Loading the data

The package includes a small set of signatures called signatures. Load the data

# Loading data
data(signatures)

Spectral class

Let’s see the information of the signatures

print(signatures)
## [1] "Spectral signatures of 30 files"
summary(signatures)
## [1] "Spectral signatures of 30 files\n\n"
## 
## Ranges
##   Length: 2151
##   Min: 350
##   Max: 2500
## 
## Files
##  [1] "signature0000.asd" "signature0001.asd" "signature0002.asd"
##  [4] "signature0003.asd" "signature0004.asd" "signature0005.asd"
##  [7] "signature0006.asd" "signature0007.asd" "signature0008.asd"
## [10] "signature0009.asd" "signature0010.asd" "signature0011.asd"
## [13] "signature0012.asd" "signature0013.asd" "signature0014.asd"
## [16] "signature0015.asd" "signature0016.asd" "signature0017.asd"
## [19] "signature0018.asd" "signature0019.asd" "signature0020.asd"
## [22] "signature0021.asd" "signature0022.asd" "signature0023.asd"
## [25] "signature0024.asd" "signature0025.asd" "signature0026.asd"
## [28] "signature0027.asd" "signature0028.asd" "signature0029.asd"
is.spectral(signatures)
## [1] TRUE

Cleaning

We can filter signatures in three different ways: 1. We have used three different sensors for different wavelengths. The change of sensor introduces some error, which can be corrected by smooth_leaps function: just tell the first wavelength of each sensor (but the first one). 2. The lowest wavelengths might include more noise than the rest of the measures. We can filter out the lower wavelengths by using remove_head. 3. The highest wavelengths might include more noise than the rest of the measures.
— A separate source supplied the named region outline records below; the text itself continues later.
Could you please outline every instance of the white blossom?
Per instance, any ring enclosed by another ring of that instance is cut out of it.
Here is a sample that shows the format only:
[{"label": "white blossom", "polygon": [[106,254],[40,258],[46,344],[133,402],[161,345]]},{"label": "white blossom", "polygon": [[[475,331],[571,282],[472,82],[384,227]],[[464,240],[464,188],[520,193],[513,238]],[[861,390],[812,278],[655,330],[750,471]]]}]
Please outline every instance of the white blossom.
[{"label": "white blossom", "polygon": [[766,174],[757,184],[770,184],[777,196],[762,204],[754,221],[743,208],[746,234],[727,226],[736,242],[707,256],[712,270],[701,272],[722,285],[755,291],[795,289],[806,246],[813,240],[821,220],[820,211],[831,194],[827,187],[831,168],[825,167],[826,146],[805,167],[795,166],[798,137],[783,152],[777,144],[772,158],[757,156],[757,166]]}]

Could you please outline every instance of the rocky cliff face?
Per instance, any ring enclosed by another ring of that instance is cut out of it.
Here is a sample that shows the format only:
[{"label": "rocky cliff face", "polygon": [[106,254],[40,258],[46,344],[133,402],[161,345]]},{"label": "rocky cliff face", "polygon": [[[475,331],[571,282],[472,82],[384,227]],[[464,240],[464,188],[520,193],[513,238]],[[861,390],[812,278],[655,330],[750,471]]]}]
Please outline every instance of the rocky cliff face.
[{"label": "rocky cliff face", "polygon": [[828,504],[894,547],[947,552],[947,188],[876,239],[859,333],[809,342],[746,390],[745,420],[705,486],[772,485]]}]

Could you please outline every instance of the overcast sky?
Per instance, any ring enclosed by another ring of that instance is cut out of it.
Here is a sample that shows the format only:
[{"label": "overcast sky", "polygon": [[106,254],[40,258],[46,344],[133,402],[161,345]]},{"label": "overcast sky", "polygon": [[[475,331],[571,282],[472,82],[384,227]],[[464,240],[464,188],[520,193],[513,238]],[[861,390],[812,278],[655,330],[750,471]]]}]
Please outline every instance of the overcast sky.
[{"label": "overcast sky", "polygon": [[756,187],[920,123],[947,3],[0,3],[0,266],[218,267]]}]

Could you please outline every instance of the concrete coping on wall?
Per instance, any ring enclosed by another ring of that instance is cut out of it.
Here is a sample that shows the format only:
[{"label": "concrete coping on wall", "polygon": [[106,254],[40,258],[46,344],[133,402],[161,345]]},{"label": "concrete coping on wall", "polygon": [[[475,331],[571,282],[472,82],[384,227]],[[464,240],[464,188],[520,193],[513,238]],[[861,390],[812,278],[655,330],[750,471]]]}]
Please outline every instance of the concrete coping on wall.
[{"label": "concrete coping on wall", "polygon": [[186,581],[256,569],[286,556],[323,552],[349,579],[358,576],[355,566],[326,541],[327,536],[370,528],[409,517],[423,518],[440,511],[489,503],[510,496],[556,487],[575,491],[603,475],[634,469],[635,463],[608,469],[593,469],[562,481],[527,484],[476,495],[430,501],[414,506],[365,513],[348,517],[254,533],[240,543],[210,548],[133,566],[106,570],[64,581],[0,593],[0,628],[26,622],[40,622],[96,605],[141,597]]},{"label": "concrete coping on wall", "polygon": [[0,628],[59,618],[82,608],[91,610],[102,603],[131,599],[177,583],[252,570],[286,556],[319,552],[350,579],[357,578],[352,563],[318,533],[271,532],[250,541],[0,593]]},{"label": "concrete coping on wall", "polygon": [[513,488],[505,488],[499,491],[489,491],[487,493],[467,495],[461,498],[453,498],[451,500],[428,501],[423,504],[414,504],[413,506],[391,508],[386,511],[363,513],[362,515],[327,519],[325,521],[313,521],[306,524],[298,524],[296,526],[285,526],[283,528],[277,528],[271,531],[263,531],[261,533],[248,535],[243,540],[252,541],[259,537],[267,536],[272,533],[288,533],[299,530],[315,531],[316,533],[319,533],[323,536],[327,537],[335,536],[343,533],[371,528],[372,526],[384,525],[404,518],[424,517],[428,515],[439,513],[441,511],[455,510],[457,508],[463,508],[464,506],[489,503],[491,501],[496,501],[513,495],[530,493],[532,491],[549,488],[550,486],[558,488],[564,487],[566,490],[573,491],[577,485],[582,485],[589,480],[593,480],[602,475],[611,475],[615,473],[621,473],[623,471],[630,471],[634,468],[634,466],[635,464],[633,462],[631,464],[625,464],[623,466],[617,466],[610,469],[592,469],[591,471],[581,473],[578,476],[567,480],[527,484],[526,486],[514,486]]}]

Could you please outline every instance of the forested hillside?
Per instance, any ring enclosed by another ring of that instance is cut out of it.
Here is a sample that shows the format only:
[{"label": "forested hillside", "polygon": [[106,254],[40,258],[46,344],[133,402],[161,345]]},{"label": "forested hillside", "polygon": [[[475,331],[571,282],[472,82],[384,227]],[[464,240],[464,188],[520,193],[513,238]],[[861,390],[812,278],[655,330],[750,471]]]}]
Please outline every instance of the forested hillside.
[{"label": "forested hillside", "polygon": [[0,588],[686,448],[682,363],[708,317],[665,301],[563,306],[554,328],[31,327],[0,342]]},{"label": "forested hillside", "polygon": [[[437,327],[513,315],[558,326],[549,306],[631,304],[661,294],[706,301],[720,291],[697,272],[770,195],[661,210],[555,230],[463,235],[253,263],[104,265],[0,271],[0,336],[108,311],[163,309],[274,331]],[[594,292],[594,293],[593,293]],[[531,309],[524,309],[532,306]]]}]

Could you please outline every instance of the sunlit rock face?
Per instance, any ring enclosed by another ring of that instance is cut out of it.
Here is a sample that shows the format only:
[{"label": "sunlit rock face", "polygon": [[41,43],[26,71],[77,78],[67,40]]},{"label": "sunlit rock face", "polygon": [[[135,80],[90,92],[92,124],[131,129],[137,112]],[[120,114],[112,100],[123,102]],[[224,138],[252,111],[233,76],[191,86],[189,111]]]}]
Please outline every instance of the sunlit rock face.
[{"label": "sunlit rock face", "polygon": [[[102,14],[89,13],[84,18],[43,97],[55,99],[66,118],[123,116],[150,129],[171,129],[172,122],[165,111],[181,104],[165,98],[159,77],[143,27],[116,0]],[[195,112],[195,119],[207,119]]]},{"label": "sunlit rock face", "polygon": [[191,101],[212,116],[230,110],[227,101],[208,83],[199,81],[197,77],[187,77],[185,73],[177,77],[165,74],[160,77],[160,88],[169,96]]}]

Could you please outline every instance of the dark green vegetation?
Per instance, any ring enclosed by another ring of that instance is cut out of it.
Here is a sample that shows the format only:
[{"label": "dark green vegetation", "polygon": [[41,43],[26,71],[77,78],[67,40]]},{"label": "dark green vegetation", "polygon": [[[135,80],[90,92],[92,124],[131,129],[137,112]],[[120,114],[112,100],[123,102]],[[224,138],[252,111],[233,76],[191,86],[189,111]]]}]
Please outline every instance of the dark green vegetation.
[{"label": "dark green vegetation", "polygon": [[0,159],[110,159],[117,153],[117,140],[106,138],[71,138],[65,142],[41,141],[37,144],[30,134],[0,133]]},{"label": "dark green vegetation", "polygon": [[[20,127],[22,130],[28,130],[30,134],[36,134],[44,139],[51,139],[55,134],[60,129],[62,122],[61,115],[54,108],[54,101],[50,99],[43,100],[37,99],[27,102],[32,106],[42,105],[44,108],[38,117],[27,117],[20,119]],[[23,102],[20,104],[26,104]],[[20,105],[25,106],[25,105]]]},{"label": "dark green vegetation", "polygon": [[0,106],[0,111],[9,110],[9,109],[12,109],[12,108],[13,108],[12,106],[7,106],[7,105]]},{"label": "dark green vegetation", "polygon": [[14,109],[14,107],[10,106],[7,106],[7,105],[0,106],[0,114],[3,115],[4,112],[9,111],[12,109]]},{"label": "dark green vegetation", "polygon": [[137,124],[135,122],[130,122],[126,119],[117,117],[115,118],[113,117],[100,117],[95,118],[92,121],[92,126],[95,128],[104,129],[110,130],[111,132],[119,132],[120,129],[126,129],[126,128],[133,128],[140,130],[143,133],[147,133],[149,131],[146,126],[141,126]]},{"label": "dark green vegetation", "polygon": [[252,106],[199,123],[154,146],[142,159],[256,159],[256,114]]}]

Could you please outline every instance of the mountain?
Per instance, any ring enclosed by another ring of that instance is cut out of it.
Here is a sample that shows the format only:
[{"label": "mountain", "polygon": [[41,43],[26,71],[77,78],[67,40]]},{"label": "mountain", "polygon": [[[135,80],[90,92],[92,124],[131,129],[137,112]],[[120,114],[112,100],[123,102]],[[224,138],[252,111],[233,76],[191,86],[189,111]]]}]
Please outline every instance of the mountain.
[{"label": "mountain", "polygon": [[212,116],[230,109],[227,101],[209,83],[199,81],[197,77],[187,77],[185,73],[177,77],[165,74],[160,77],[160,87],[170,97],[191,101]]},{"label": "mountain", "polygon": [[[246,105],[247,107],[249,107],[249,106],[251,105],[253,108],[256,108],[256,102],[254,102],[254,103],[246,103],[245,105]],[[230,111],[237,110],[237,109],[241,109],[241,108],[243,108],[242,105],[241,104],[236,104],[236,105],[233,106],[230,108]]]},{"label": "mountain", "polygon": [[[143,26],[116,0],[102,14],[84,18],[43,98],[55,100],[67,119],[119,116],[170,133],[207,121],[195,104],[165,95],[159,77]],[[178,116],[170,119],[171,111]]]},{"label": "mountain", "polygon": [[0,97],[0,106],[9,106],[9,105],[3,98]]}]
We can filter out the higher wavelengths by using remove_tail.

signatures <- smooth_leaps(signatures, leaps=c(1001, 1831))
signatures <- remove_head(signatures, head=400)
signatures <- remove_tail(signatures,  tail=2400)

Simple plots

We can see the simple plots like signatures and intracorrelation among wavelengths.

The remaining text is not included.